New laboratory space promotes ‘happy collisions’ among scientists
Peter Kuhn recently took a stroll through what, sometime in spring 2021, will be the new home for his Convergent Science Institute in Cancer (CSI-Cancer) lab.
The space, which will encourage collaboration between undergraduates, graduate students, faculty, staff and clinical collaborators with expertise in physics, chemistry and biology, is one level below the lab’s current location, on the third floor of Michelson Hall on the University Park campus.
But it will be a whole new world.
“It’s one of those places that just exudes innovation,” says Kuhn, Dean’s Professor of Biological Sciences and professor of biological sciences, medicine, biomedical engineering, aerospace and mechanical engineering and urology at the USC Dornsife College of Letters, Arts and Sciences, as well as a founding member of the USC Michelson Center for Convergent Bioscience.
Designed to promote collaboration
Kuhn is a scientist, educator and entrepreneur with a career-long commitment to personalized medicine and individualized patient care. CSI-Cancer’s new home is designed to encourage what he calls “happy collisions” between motivated scientists, students and clinicians as they work to improve outcomes for cancer patients.
“When we talk about ‘convergent’ science,” Kuhn explains, “we accept that we have problems on this planet that are highly complex, and neither the problem nor the solution is owned by a particular discipline. It’s an unclear starting point.
“We decided to make the patient the starting point of convergence. Then we start aligning disciplines around the patient.

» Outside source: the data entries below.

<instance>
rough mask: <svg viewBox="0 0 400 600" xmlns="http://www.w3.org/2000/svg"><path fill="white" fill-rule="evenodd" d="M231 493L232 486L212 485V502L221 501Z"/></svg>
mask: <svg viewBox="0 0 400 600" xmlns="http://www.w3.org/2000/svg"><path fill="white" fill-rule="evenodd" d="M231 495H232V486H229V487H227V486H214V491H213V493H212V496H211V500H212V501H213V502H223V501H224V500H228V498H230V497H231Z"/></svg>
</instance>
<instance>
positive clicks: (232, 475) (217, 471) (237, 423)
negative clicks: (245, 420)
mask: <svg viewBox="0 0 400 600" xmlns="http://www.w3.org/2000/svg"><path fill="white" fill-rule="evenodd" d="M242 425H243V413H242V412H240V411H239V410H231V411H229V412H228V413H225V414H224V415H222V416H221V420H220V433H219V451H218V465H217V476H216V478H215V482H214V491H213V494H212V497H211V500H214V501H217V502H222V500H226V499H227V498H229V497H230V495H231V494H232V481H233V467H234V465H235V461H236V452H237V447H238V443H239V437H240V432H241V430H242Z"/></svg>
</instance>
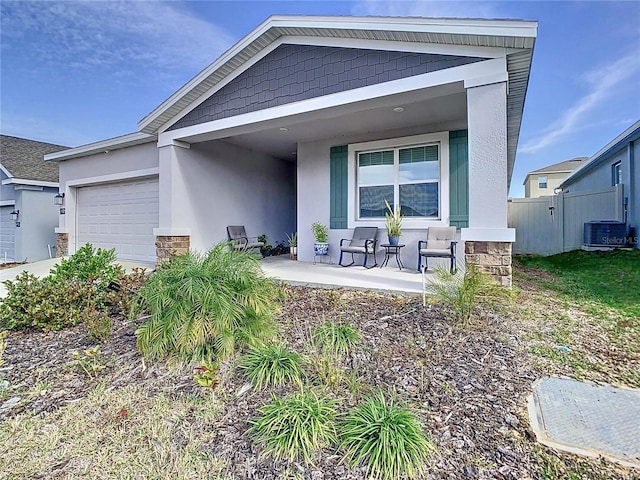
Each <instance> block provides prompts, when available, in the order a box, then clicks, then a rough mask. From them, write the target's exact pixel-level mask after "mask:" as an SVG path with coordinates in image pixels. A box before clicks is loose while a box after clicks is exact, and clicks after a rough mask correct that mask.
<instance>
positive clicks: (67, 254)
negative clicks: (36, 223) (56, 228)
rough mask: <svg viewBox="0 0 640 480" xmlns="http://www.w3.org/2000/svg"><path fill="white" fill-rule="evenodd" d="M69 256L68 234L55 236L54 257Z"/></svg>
mask: <svg viewBox="0 0 640 480" xmlns="http://www.w3.org/2000/svg"><path fill="white" fill-rule="evenodd" d="M68 254H69V234H68V233H57V234H56V257H64V256H65V255H68Z"/></svg>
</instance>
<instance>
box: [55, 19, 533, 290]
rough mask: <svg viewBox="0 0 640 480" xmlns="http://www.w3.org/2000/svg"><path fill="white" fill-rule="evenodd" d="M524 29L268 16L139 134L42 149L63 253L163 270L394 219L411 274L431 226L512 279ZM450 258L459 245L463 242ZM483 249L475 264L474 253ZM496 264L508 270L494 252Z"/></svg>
mask: <svg viewBox="0 0 640 480" xmlns="http://www.w3.org/2000/svg"><path fill="white" fill-rule="evenodd" d="M536 32H537V23H536V22H530V21H514V20H470V19H431V18H376V17H309V16H291V17H289V16H273V17H270V18H269V19H267V20H266V21H265V22H264V23H263V24H261V25H259V26H258V27H257V28H256V29H255V30H254V31H252V32H251V33H250V34H249V35H247V36H246V37H245V38H243V39H241V40H240V41H239V42H238V43H237V44H236V45H234V46H233V47H232V48H231V49H229V50H228V51H227V52H226V53H224V54H223V55H222V56H221V57H220V58H219V59H218V60H216V61H215V62H214V63H212V64H211V65H210V66H208V67H207V68H205V69H204V70H203V71H202V72H201V73H199V74H198V75H197V76H196V77H194V78H193V79H192V80H191V81H189V82H188V83H187V84H186V85H184V86H183V87H182V88H180V89H179V90H178V91H177V92H175V93H174V94H173V95H172V96H171V97H169V98H168V99H167V100H166V101H165V102H163V103H162V104H161V105H160V106H158V107H157V108H156V109H155V110H154V111H152V112H151V113H150V114H148V115H147V116H146V117H145V118H143V119H142V120H141V121H140V122H139V124H138V130H139V131H138V132H137V133H132V134H129V135H125V136H123V137H118V138H115V139H110V140H105V141H102V142H97V143H94V144H90V145H85V146H83V147H78V148H74V149H71V150H68V151H66V152H61V153H56V154H52V155H48V156H47V157H46V158H47V159H48V160H54V161H58V162H60V177H61V185H62V189H63V191H64V192H65V195H66V197H65V202H66V211H67V214H66V215H64V216H61V222H60V226H59V228H58V230H57V232H58V234H59V236H58V240H59V244H60V246H61V250H64V249H65V248H66V244H67V243H68V249H69V251H74V250H75V249H77V248H78V247H79V246H80V245H82V244H83V243H84V242H86V241H91V242H92V243H94V244H95V245H99V246H107V247H109V246H115V247H116V248H117V251H118V254H119V255H120V257H121V258H131V259H140V260H154V259H157V260H158V261H163V260H164V259H166V258H167V257H168V256H170V255H172V254H176V253H180V252H183V251H185V250H186V249H187V248H189V247H190V248H192V249H196V250H205V249H207V248H209V247H210V246H211V245H212V244H214V243H216V242H218V241H220V240H224V239H226V231H225V228H226V226H227V225H245V226H246V228H247V231H248V233H249V234H250V235H258V234H261V233H266V234H267V235H268V237H269V239H270V241H271V242H272V243H273V242H275V241H277V240H280V239H284V238H285V232H292V231H296V230H297V231H298V233H299V236H298V241H299V249H298V258H299V260H302V261H311V260H313V245H312V244H313V237H312V232H311V229H310V225H311V223H312V222H314V221H320V222H323V223H325V224H327V225H329V226H330V238H329V242H330V245H331V246H330V249H331V251H332V252H334V255H337V253H336V252H337V251H338V247H339V240H340V239H341V238H350V237H351V231H350V230H352V229H353V228H354V227H356V226H359V225H373V226H378V227H380V228H381V233H380V237H379V238H380V240H385V238H384V236H383V227H384V215H383V214H384V200H385V199H388V200H389V201H390V203H395V204H400V205H402V208H403V211H404V213H405V215H406V217H405V220H404V229H403V238H402V242H403V243H405V244H406V245H407V247H406V248H405V249H404V250H403V256H406V259H407V261H408V262H409V261H410V262H411V264H413V263H414V262H415V261H416V258H417V249H416V245H417V240H418V239H423V238H425V232H426V229H427V228H428V227H430V226H442V225H455V226H457V227H460V228H461V236H462V239H463V240H464V241H466V243H467V250H466V251H467V253H468V256H467V259H468V260H470V261H475V262H478V261H479V262H484V263H485V264H488V265H491V271H493V272H494V274H496V275H498V276H502V277H504V283H507V284H508V283H510V275H511V267H510V260H511V259H510V252H511V242H513V241H514V239H515V232H514V231H513V229H509V228H507V192H508V188H509V183H510V180H511V174H512V169H513V163H514V158H515V152H516V147H517V143H518V135H519V132H520V124H521V119H522V111H523V106H524V99H525V94H526V90H527V85H528V81H529V73H530V66H531V58H532V54H533V47H534V43H535V38H536ZM459 252H460V255H463V254H464V252H465V249H464V248H463V246H460V249H459ZM482 253H487V254H486V255H482ZM507 257H508V258H507Z"/></svg>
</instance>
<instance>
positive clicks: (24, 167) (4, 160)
mask: <svg viewBox="0 0 640 480" xmlns="http://www.w3.org/2000/svg"><path fill="white" fill-rule="evenodd" d="M67 148H69V147H63V146H62V145H54V144H52V143H44V142H37V141H35V140H27V139H26V138H18V137H10V136H9V135H0V164H1V165H2V166H3V167H4V169H5V170H7V171H8V172H9V173H10V174H11V176H12V177H14V178H19V179H23V180H36V181H40V182H57V181H58V164H57V163H55V162H45V161H44V155H46V154H47V153H53V152H59V151H60V150H66V149H67Z"/></svg>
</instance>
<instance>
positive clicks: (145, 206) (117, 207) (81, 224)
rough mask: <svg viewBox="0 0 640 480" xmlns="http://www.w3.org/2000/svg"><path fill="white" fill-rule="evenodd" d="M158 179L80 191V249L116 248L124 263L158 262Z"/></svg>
mask: <svg viewBox="0 0 640 480" xmlns="http://www.w3.org/2000/svg"><path fill="white" fill-rule="evenodd" d="M158 195H159V190H158V179H157V178H153V179H144V180H137V181H131V182H125V183H112V184H105V185H94V186H90V187H82V188H79V189H78V207H77V210H78V219H77V227H76V229H77V230H76V231H77V236H78V244H77V247H81V246H82V245H84V244H85V243H91V244H92V245H93V246H94V247H100V248H115V249H116V254H117V255H118V258H120V259H123V260H141V261H151V262H152V261H155V258H156V248H155V237H154V235H153V229H154V228H157V227H158V215H159V209H158Z"/></svg>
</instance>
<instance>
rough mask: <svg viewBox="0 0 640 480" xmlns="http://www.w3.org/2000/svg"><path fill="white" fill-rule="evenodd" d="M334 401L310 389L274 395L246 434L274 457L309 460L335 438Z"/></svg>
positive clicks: (264, 407)
mask: <svg viewBox="0 0 640 480" xmlns="http://www.w3.org/2000/svg"><path fill="white" fill-rule="evenodd" d="M334 405H335V402H334V401H333V400H330V399H328V398H326V397H319V396H317V395H316V394H315V393H313V392H311V391H305V392H296V393H293V394H291V395H289V396H287V397H285V398H284V399H280V398H276V397H274V398H273V400H272V401H271V403H269V404H267V405H265V406H264V407H262V408H261V409H260V410H259V411H260V414H261V415H260V416H259V417H258V418H257V420H254V421H252V426H251V428H250V429H249V434H250V435H252V436H254V437H255V438H256V439H257V440H258V442H260V443H262V444H263V445H264V453H265V454H267V455H272V456H273V457H274V458H275V459H277V460H279V459H286V460H289V461H294V460H296V459H299V458H303V459H304V460H306V461H308V462H311V461H312V460H313V456H314V455H315V454H316V452H317V451H318V450H319V449H321V448H323V447H328V446H331V445H333V444H334V443H335V442H336V432H335V424H334V421H335V418H336V410H335V406H334Z"/></svg>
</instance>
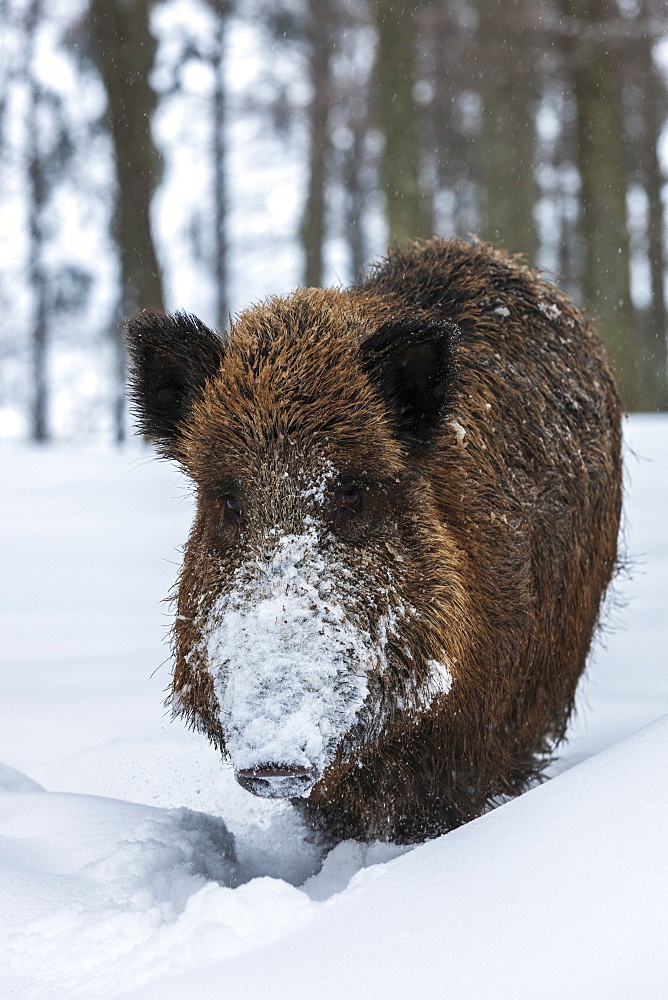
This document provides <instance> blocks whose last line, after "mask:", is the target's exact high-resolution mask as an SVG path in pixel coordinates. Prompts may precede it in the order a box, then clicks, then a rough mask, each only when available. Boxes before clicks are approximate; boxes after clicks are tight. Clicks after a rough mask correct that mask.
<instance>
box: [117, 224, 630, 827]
mask: <svg viewBox="0 0 668 1000" xmlns="http://www.w3.org/2000/svg"><path fill="white" fill-rule="evenodd" d="M129 346H130V353H131V358H132V363H133V390H132V391H133V397H134V400H135V403H136V406H137V411H138V414H139V424H140V427H141V429H142V430H143V431H144V432H145V433H148V434H149V435H151V436H152V437H154V438H155V439H156V440H157V442H158V444H159V446H160V448H161V450H162V452H163V454H166V455H167V456H169V457H172V458H175V459H176V460H178V461H179V462H180V463H181V464H182V465H183V467H184V468H185V470H186V472H187V473H188V474H189V475H190V476H191V477H192V479H193V481H194V483H195V485H196V490H197V498H198V509H197V515H196V518H195V522H194V525H193V529H192V533H191V536H190V539H189V541H188V544H187V547H186V550H185V558H184V565H183V571H182V573H181V577H180V580H179V584H178V608H177V618H176V622H175V626H174V651H175V669H174V678H173V705H174V707H175V711H176V712H177V713H178V714H182V715H183V716H184V717H185V718H186V719H187V720H188V721H189V722H190V723H191V724H193V725H194V726H196V727H198V728H199V729H201V730H203V731H204V732H205V733H206V734H207V735H208V736H209V738H210V739H211V740H212V741H213V742H214V743H215V744H216V745H217V746H218V747H220V748H221V749H222V750H223V751H224V750H225V733H224V732H223V730H222V728H221V723H220V718H219V711H218V705H217V703H216V696H215V692H214V685H213V680H212V676H211V671H210V669H209V667H210V665H209V663H208V661H207V654H206V644H205V642H204V641H203V636H202V630H203V628H204V627H205V622H206V620H207V615H208V614H209V612H210V611H211V608H212V606H213V604H214V602H215V600H216V597H217V595H218V594H219V593H220V591H221V589H223V590H224V588H225V587H226V586H228V583H227V581H229V580H230V579H231V577H232V575H233V573H234V571H235V569H237V567H238V566H239V565H240V564H241V562H242V560H243V559H244V558H246V557H247V556H248V553H249V552H252V553H254V554H255V555H256V556H257V558H261V557H262V551H263V547H264V546H266V544H267V532H268V531H269V530H270V529H272V528H273V526H275V525H276V524H281V525H282V526H283V528H285V529H286V530H287V529H289V528H290V526H291V525H292V524H293V523H294V524H296V523H297V522H298V521H299V519H300V518H303V516H304V510H303V509H302V508H300V501H299V492H298V491H297V492H296V491H295V484H299V483H300V482H301V480H302V479H303V477H304V475H305V472H306V471H308V470H309V469H311V468H312V467H313V466H314V464H315V465H317V464H318V463H320V462H322V461H325V460H326V461H329V462H331V464H332V466H333V467H335V468H336V469H337V470H342V476H341V479H340V482H339V483H338V485H336V486H335V487H333V493H332V497H331V499H329V500H327V503H329V504H330V506H331V532H330V535H328V538H331V545H332V546H333V548H334V549H335V550H336V552H337V553H341V555H340V558H341V559H342V560H343V561H344V562H345V564H346V565H347V566H352V567H353V574H352V575H353V576H354V579H353V580H352V582H350V583H347V584H345V586H344V587H343V592H342V601H343V602H344V604H345V606H346V607H347V608H350V614H351V616H353V617H356V618H357V620H360V621H363V623H364V627H366V628H368V629H369V630H371V631H372V630H373V628H374V621H375V619H377V617H378V615H379V614H380V610H379V608H380V606H381V604H382V601H380V598H379V594H380V593H381V591H382V592H383V593H384V592H386V591H387V590H388V588H389V591H390V593H391V598H390V600H395V599H396V600H395V603H396V604H397V606H398V605H399V604H401V606H403V607H405V608H408V609H410V611H409V612H408V613H406V614H405V615H404V616H403V617H402V618H401V624H400V625H399V627H398V628H399V634H397V635H394V636H390V638H389V639H388V649H387V660H388V664H389V665H388V669H387V670H386V671H385V672H384V673H383V674H382V676H380V675H379V676H371V677H370V678H369V692H370V694H369V701H370V702H372V703H373V704H370V705H366V704H365V708H364V711H362V712H361V713H360V716H359V719H358V721H357V723H356V725H355V726H354V727H353V728H352V729H351V730H350V731H349V732H348V733H347V734H346V735H345V737H344V738H343V739H342V740H341V743H340V746H339V748H338V750H337V752H336V755H335V756H334V759H333V760H332V761H331V763H330V764H329V765H328V766H327V768H326V770H325V772H324V774H323V775H322V777H321V778H320V780H319V781H318V783H317V784H316V785H315V786H314V787H313V789H312V790H311V793H310V795H309V797H308V799H306V800H295V804H297V805H299V806H300V808H302V809H303V810H304V812H305V814H306V815H307V816H308V818H309V820H310V821H311V822H312V823H313V824H314V825H315V826H317V827H320V828H323V829H325V830H327V831H328V833H329V834H331V835H332V836H333V837H336V838H344V837H355V838H358V839H362V840H369V839H375V838H388V839H391V840H395V841H401V842H411V841H416V840H422V839H425V838H427V837H430V836H434V835H436V834H438V833H440V832H442V831H444V830H448V829H450V828H452V827H454V826H457V825H458V824H461V823H463V822H465V821H467V820H470V819H472V818H474V817H475V816H478V815H480V813H481V812H483V811H484V810H485V809H486V808H487V807H488V806H489V805H490V804H493V803H494V802H495V801H498V800H499V799H501V798H503V797H505V796H508V795H514V794H517V793H519V792H521V791H522V790H523V789H524V788H526V786H527V784H528V783H529V782H530V781H531V780H532V779H533V778H534V777H535V776H536V775H537V774H539V773H540V771H541V768H542V767H543V765H544V762H545V760H546V759H547V757H548V756H549V754H550V752H551V751H552V749H553V748H554V746H555V745H556V744H557V743H558V742H559V740H561V739H562V738H563V736H564V731H565V728H566V724H567V721H568V717H569V714H570V712H571V710H572V707H573V700H574V695H575V689H576V685H577V682H578V679H579V677H580V675H581V674H582V671H583V670H584V667H585V661H586V658H587V653H588V650H589V646H590V642H591V638H592V634H593V631H594V629H595V626H596V622H597V617H598V613H599V605H600V601H601V597H602V595H603V593H604V592H605V589H606V587H607V585H608V583H609V581H610V579H611V575H612V573H613V570H614V567H615V558H616V542H617V531H618V524H619V515H620V503H621V476H620V426H619V425H620V407H619V401H618V397H617V392H616V389H615V386H614V383H613V380H612V377H611V374H610V370H609V367H608V362H607V359H606V356H605V351H604V349H603V347H602V345H601V342H600V340H599V338H598V336H597V334H596V331H595V329H594V327H593V325H592V323H591V322H590V321H589V320H588V319H587V318H586V317H584V316H583V314H582V313H581V312H579V311H578V310H577V309H576V308H575V307H574V306H573V304H572V303H571V302H570V300H569V299H568V298H567V297H566V296H564V295H563V294H562V293H561V292H559V291H558V289H557V288H556V287H555V286H554V285H553V284H551V283H549V282H547V281H545V280H544V279H543V278H542V277H540V275H539V274H538V273H537V272H535V271H533V270H531V269H529V268H528V267H526V266H525V265H524V263H523V262H522V261H521V260H520V259H519V258H516V257H513V256H511V255H509V254H507V253H505V252H502V251H500V250H494V249H491V248H490V247H487V246H485V245H483V244H479V243H476V244H472V245H471V244H468V243H465V242H463V241H452V242H446V241H443V240H438V239H434V240H431V241H428V242H426V243H424V244H411V245H409V246H407V247H405V248H403V249H401V250H397V251H394V252H393V253H392V254H391V255H390V256H389V258H388V260H387V261H385V262H384V263H382V264H381V265H380V266H379V267H377V268H376V269H375V271H374V272H373V273H372V274H371V275H370V276H369V277H368V278H367V279H366V280H364V281H363V282H362V283H361V284H359V285H357V286H355V287H353V288H351V289H349V290H345V291H342V290H320V289H301V290H299V291H297V292H295V293H294V294H293V295H291V296H289V297H287V298H284V299H279V298H277V299H271V300H269V301H268V302H266V303H265V304H263V305H259V306H256V307H253V308H251V309H249V310H247V311H246V312H244V313H242V314H241V315H240V316H239V318H238V320H237V322H236V323H235V324H234V326H233V328H232V332H231V334H230V336H229V339H228V340H227V341H226V342H223V341H222V340H220V339H218V338H217V337H216V336H215V335H213V334H211V333H210V331H207V330H206V328H205V327H203V326H202V325H201V324H199V323H198V321H196V320H194V319H192V318H189V317H184V316H177V317H160V316H155V315H152V314H142V315H140V316H139V317H137V318H136V319H135V320H134V321H132V322H131V323H130V325H129ZM346 482H354V483H355V485H356V486H358V485H359V486H360V487H361V488H363V490H364V499H365V507H364V509H363V510H361V511H360V513H359V516H357V515H356V516H345V517H341V516H340V515H341V511H340V504H339V507H337V502H338V501H337V496H339V495H340V489H341V488H342V486H341V484H343V486H345V483H346ZM337 489H338V490H339V492H338V493H337V492H336V490H337ZM230 494H235V495H236V494H240V495H243V498H244V500H243V502H244V510H246V511H247V515H245V520H244V522H243V524H239V523H234V519H233V518H232V519H231V518H230V516H229V511H227V510H226V509H225V503H224V498H225V497H226V496H228V495H230ZM302 507H303V504H302ZM327 544H328V545H329V544H330V541H328V542H327ZM337 558H338V556H337ZM349 576H350V574H348V576H347V577H346V579H348V577H349ZM432 660H436V661H439V662H441V663H444V664H447V666H448V668H449V670H450V671H451V674H452V678H453V683H452V688H451V690H450V691H449V693H447V694H445V693H444V694H440V695H438V696H436V697H435V698H433V700H432V701H431V703H430V705H429V706H428V708H427V707H425V703H424V701H420V697H417V696H416V694H415V692H419V691H420V688H421V685H422V684H423V683H425V682H426V681H425V678H426V676H427V672H428V664H429V662H430V661H432Z"/></svg>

“Collaborative spaces also need to provide for areas that are quiet and allow to focus,” he adds. “For that reason, the center of the new space will serve as that quiet area that visually will be separated from the interactions spaces but without walls. Careful design using sound-reduction elements overhead as well as overall workflow will allow people to focus on their individual work while only being steps away from ‘happy collisions’ with colleagues.”
The labs will have floor-to-ceiling glass walls and doors inside as well as windows to the outside world, creating an open and freeing environment that is flooded with daylight.
“You break down barriers when meetings are out in the open,” says Kuhn. “You encourage the exploration of new ideas. That was our design mantra for this new space.”
The second floor of Michelson Hall also will house a lab run by Professor of Physics and Astronomy and Chemistry Moh El-Naggar, whose research is very different from Kuhn’s, but whose lab exudes the same interdisciplinary and collaborative vibe.
El-Naggar, whose work focuses on real or engineered bacteria applied to electronics, and Kuhn both say the new space will improve their research capabilities.
“Physics, chemistry, biology — we teach these subjects as if they’re different, but our research doesn’t really work that way anymore,” said El-Naggar, the Robert D. Beyer Early Career Chair in Natural Sciences.
From prototype labs to room for growth
CSI-Cancer launched as an initiative at USC six years ago in custom-built trailers in a parking lot.
These temporary labs were designed as prototypes for the future. Three years ago, shortly after Michelson Hall opened, Kuhn moved his lab into the third floor of the building, where the scientific program grew rapidly. Soon, his lab will be in its designated home on the second floor, an even-more ideal space.
“There’s a feeling of transparency, and an emotional aspect of openness and working together,” he says. “It’s designed for us to have a sustained conversation over time. It’s not just a place to work and meet. It’s a place for an ongoing dialogue.”
CSI-Cancer today has a team of more than 15 graduate students and postdoctoral fellows and has built an experiential undergraduate program called CURE that currently has 28 students. Complemented by a dozen professional staff, science and faculty team members, the new lab provides ample space to scale up to about 75 scientists.
Survivor helps make the new space possible
The new CSI-Cancer lab was made possible by a gift from Carol Vassiliadis, a cancer survivor who lost her husband, Alkiviadis “Laki” Vassiliadis, to colon cancer in 2002.
Carol Vassiliadis met Kuhn about a decade ago at a dinner and was taken with his vision for CSI-Cancer.
“I was convinced he was the right man to do this job because he is the smartest man I know,” says Vassiliadis, who has been cancer free for 12 years. “I thought, ‘This problem needs to be solved.’”
Under one roof
El-Naggar and his team of 15 in his biophysics lab study such things as using bacteria to make biofuels or to convert solar energy to electrical energy. His lab’s primary focus is using bacteria to create living sensors and electronics —for example, to detect a certain contaminant in the environment.
“There were limitations in terms of what my lab could do in spaces that were designed 40 to 50 years ago with a very narrow purpose in mind,” he says. “That’s not the reality of what a lot of us do anymore.”
El-Naggar is as thrilled as Kuhn about the upcoming move.
“In my current space, we have one room down the hall that is basically our wet space, and another room down the end of another hall where it’s my instrumentation space,” he says. “Now, we’ll all be under one common roof.
“I’m excited about all the science that will be done in this beautiful new space. It’s really going to be a great hub of activity.”